On first pass, the 2020 Census data released in August did not reveal any headline-worthy trends about the Hispanic population in New York City.
Compared to 2010, it grew by a relatively modest 6.6% – a slightly lower rate than the city as a whole, and a figure dwarfed by the explosion in the Asian population, which grew by a third.
But viewed at the neighborhood level, the data tell an age-old story: Hispanics, quietly and steadily, have seeped into the fabric of the city in much the same way as other ethnic groups before them. Less clustered in traditional enclaves, they have taken root in nearly every corner of the five boroughs.
And not long from now, they may become the single largest racial or ethnic group in the city.
Hispanics now make up 28.3% of the city’s population. Whites make up the largest share, 30.9%, but as the Hispanic population has continued to grow and the white population has remained flat, that gap has narrowed.
Will New York City soon be home to a Hispanic plurality?
“We’re getting there,” said Joel Alvarez, deputy director for the population division at the Department of City Planning. “It’s always a tricky business dealing with projections, and saying what the population will look like in the future. But if our current trajectory holds, then yes, we will see a Hispanic plurality here in New York City sometime in the future.”
Demographers say the growth is not being driven by immigration from Latin America, which has actually been declining since 2016. Rather, it’s “growth in place” -- a high birth rate paired with a relatively low death rate.
“It’s just a youthful population,” Alvarez said.
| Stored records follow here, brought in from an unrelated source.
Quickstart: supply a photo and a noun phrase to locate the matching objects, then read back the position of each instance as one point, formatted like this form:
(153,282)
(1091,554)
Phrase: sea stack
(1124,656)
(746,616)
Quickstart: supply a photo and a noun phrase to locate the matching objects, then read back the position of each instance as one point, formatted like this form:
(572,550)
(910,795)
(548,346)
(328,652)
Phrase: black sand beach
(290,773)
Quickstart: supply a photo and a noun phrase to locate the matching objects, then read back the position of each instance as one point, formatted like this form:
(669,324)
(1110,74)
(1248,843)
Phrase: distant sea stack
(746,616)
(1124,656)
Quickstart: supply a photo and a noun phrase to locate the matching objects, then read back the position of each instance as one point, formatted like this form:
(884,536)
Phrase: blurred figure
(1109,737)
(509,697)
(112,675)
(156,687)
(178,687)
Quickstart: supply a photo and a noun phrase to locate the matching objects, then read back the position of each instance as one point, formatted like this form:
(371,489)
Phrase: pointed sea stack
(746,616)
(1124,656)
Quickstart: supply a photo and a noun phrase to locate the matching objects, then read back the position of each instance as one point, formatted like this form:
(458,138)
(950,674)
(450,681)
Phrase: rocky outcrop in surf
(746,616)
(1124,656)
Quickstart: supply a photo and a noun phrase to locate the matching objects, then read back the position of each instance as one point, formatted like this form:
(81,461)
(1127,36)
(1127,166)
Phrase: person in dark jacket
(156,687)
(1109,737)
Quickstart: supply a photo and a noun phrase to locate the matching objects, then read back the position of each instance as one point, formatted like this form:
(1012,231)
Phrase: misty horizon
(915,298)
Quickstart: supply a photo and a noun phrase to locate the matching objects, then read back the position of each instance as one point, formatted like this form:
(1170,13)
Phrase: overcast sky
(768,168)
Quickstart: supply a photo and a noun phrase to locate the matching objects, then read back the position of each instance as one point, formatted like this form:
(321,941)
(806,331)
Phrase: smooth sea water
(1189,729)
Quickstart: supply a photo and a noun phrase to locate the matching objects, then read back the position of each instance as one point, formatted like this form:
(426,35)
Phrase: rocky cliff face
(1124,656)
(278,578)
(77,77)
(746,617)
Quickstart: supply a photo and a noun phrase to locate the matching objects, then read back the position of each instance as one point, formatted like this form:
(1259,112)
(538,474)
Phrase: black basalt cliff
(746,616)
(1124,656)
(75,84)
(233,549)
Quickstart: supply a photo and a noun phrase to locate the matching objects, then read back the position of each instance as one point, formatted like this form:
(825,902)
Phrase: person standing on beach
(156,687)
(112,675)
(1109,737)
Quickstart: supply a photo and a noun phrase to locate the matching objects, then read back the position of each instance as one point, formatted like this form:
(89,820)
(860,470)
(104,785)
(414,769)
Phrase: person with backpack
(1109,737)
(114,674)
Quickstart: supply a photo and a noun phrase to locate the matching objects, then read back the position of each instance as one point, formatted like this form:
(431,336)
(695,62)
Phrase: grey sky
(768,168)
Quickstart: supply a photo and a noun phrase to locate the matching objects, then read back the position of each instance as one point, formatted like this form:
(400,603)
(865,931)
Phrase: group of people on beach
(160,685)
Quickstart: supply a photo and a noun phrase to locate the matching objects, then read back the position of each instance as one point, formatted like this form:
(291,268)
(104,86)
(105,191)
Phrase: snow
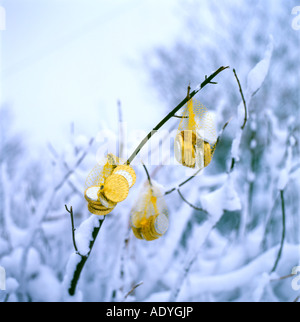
(258,74)
(224,253)
(83,235)
(224,198)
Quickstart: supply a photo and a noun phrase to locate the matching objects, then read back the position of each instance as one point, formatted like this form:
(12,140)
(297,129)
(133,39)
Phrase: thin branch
(132,290)
(243,99)
(147,173)
(283,232)
(191,205)
(196,173)
(297,299)
(80,265)
(83,260)
(172,113)
(73,228)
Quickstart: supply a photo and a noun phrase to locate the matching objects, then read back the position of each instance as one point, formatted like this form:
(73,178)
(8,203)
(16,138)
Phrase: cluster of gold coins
(193,145)
(149,217)
(111,187)
(109,184)
(191,150)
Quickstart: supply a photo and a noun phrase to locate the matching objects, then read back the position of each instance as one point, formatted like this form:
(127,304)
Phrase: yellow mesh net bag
(196,136)
(107,184)
(149,217)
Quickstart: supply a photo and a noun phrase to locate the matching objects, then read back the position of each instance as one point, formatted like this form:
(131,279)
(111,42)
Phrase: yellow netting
(149,216)
(102,171)
(196,136)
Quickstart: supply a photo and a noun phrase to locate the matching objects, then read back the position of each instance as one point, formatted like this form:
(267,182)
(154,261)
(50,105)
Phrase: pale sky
(67,61)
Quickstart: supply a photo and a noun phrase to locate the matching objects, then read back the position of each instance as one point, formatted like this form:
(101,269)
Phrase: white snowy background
(68,68)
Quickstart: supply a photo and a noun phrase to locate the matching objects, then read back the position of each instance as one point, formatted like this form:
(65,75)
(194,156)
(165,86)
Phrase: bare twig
(243,99)
(132,290)
(172,113)
(196,173)
(83,260)
(208,80)
(70,211)
(283,231)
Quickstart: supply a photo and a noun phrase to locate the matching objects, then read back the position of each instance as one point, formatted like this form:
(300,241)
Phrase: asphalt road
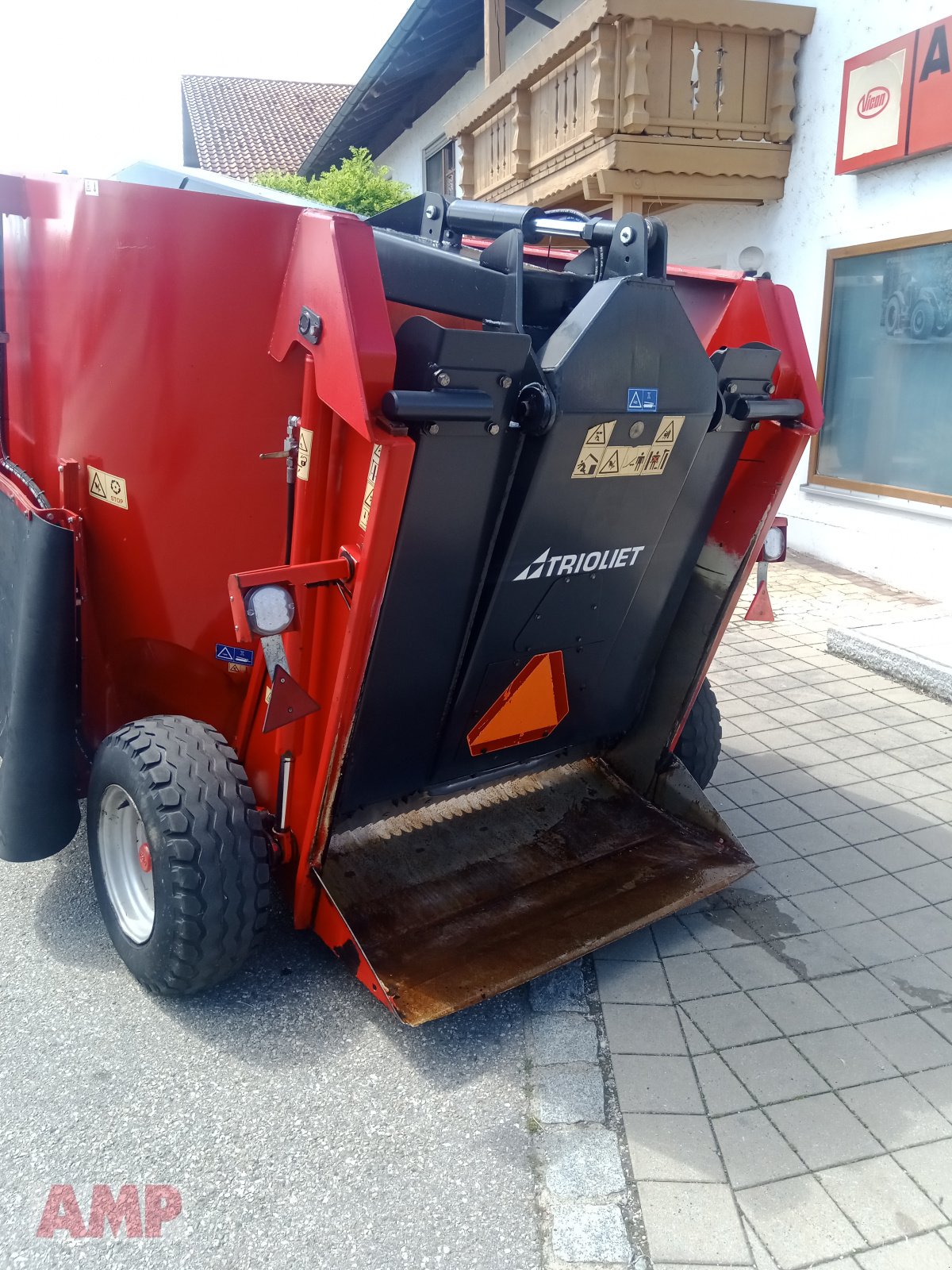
(301,1124)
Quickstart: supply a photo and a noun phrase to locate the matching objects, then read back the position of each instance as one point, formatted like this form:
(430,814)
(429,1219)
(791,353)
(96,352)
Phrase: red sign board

Overall, the city is now home to about 2.49 million Hispanics. If the Hispanic population were its own city, it’d be the fourth-largest in the country, nearly as populous as Chicago.
The center of gravity remains the Bronx, where Hispanics form a majority of the population, 54.8%, far outnumbering any other racial group.
The densest cluster, however, can be found in Queens, where the adjoining neighborhoods of Jackson Heights, Elmhurst, Corona, East Elmhurst and North Corona are home to a combined 207,000 Hispanics.
But Census figures also show an increasingly dispersed population, less confined to the traditionally Hispanic hubs. Even as the population swelled in neighborhoods across the five boroughs, Washington Heights, long the seat of the city’s Dominican population, lost 14,600 Hispanics between 2010 and 2020.
East Williamsburg and Bushwick, two longtime Hispanic strongholds in north Brooklyn, saw an exodus to surrounding areas, including predominantly Black neighborhoods like Bedford-Stuyvesant.
Farther south, Hispanics trickled out of Sunset Park into traditionally white neighborhoods like Bay Ridge, Dyker Heights and Bensonhurst.
It’s a familiar pattern of assimilation, demographers say.
“The Irish, the Jews, the Italians – they moved to ethnic enclaves and then eventually spread out to other parts of New York outside of the enclaves, and then to the metro region,” Alvarez said. “And that’s exactly what we’re seeing with Hispanics here.”
Census officials have not yet released 2020 data on Hispanic origin. The most recent data available, from the Census Bureau’s 2019 American Community Survey, show that Dominicans are the most well-represented group in the city, having surpassed Puerto Ricans in recent years.
“The days are long gone when Hispanic meant Puerto Rican in New York,” said Nancy Foner, a professor of sociology at Hunter College and the CUNY Graduate Center. “Puerto Ricans are under a third of the Hispanic population, and Dominicans have been growing in number.”
The 2019 survey found 702,000 Dominicans in the city, compared to 685,000 Puerto Ricans. Mexicans were a distant third at 337,000, followed by Ecuadorians, Colombians and Hondurans.
Other American cities like San Antonio and Miami may be notable for their majority-Hispanic populations, Alvarez said, but in terms of sheer numbers, New York City is the undisputed capital.
“People talk about Miami as this hub of Latin America here in the United States,” he said. “We vastly outnumber them, and we have an incredible diversity.”
That diversity also means Hispanics can defy generalization. In fact, the grouping of all Hispanics into a single monolithic category could become less meaningful over time, demographers say.
In New York City, an increasing share of Hispanics are born here. Second-, third- and fourth-generation Hispanics may identify less closely with their immigrant forebears, and census figures also show a sharp rise in New Yorkers who describe their race and ethnicity as mixed.
“How we view Hispanics today may not be how we view them 30 years from now,” Foner said. “Maybe we won’t even use that term.”